The Pantawid Pamilyang Pilipino Program bill still has a long way to go, as its Senate version remains stuck at the committee level

MANILA, Philippines – The bill seeking to institutionalize the Pantawid Pamilyang Pilipino Program (4Ps) was approved on 3rd and final reading at the House of Representatives. 

Lawmakers gave their nod to House Bill (HB) No. 7773 with a vote of 196-6-0 on Wednesday, August 29. The lower chamber approved the measure on 2nd reading on August 14. 

The measure, however, still has a long way to go before it can become a law. The Senate version of the bill remains pending with the committee on social justice, welfare, and rural development.

The 4Ps bill has to successfully go through another 3 readings at the Senate before the measure can be signed into law by President Rodrigo Duterte.

What are HB 7773’s salient provisions? Should HB 7773 become a law, the Department of Social Welfare and Development (DSWD) would be mandated to implement the conditional cash transfer program every year.

Funds would have to be allocated for 4Ps under the annual national budget until the program has covered 60% of the total number of “extremely poor households” in the country. 

The bill defines the poor as households whose income falls below the poverty threshold as defined by the National Economic Development Authority and “cannot afford in a sustained manner to provide their minimum basic needs of food, health, education, housing, and other essential amenities in life.” 
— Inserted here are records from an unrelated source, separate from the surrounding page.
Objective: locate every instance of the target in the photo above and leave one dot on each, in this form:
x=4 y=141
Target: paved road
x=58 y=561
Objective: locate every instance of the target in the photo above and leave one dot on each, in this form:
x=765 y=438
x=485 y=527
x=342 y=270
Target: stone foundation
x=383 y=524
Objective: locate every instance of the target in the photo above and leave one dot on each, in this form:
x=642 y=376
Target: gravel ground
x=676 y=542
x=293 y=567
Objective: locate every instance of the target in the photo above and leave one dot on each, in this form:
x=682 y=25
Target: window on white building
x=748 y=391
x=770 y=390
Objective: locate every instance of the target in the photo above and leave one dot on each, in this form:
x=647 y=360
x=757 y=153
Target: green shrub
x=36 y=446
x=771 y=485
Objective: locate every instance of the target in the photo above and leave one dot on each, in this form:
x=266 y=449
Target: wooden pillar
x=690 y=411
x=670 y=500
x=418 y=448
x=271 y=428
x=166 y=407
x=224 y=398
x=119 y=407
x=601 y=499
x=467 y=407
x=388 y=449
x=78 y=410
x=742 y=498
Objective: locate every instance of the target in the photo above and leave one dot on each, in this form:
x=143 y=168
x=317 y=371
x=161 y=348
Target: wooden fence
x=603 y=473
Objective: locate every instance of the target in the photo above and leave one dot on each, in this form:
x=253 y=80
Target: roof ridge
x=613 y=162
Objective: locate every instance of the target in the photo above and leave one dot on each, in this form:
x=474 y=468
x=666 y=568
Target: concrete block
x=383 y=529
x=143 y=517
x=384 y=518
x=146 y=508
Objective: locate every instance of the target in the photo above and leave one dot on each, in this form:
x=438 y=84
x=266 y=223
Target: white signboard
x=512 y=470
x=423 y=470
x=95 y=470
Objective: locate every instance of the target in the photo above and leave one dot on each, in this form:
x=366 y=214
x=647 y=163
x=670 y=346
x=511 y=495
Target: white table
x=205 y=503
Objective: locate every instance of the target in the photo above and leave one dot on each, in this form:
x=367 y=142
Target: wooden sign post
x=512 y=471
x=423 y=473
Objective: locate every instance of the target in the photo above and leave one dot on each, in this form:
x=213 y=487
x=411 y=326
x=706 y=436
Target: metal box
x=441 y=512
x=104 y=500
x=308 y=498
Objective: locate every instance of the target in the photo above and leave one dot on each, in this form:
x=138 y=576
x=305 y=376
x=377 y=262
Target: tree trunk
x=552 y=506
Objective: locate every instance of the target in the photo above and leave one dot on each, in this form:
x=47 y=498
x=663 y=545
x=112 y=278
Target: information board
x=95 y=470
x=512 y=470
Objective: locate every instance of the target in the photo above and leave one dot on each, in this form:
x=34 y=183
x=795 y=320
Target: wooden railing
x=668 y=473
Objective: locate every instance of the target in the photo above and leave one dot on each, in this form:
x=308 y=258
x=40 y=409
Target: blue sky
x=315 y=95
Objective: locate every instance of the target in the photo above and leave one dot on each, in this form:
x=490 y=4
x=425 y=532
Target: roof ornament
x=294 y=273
The DSWD would still be tasked to select qualified household-beneficiaries using a standardized targeting system, subject to revalidation every 3 years. Coverage under the program is valid for 5 years. (READ: Where in the PH are the Pantawid beneficiaries?)

Qualified households would be given P2,200 monthly for health and education expenses for a maximum of 3 children, or the equivalent of P26,400 for each qualified household-beneficiary every year. 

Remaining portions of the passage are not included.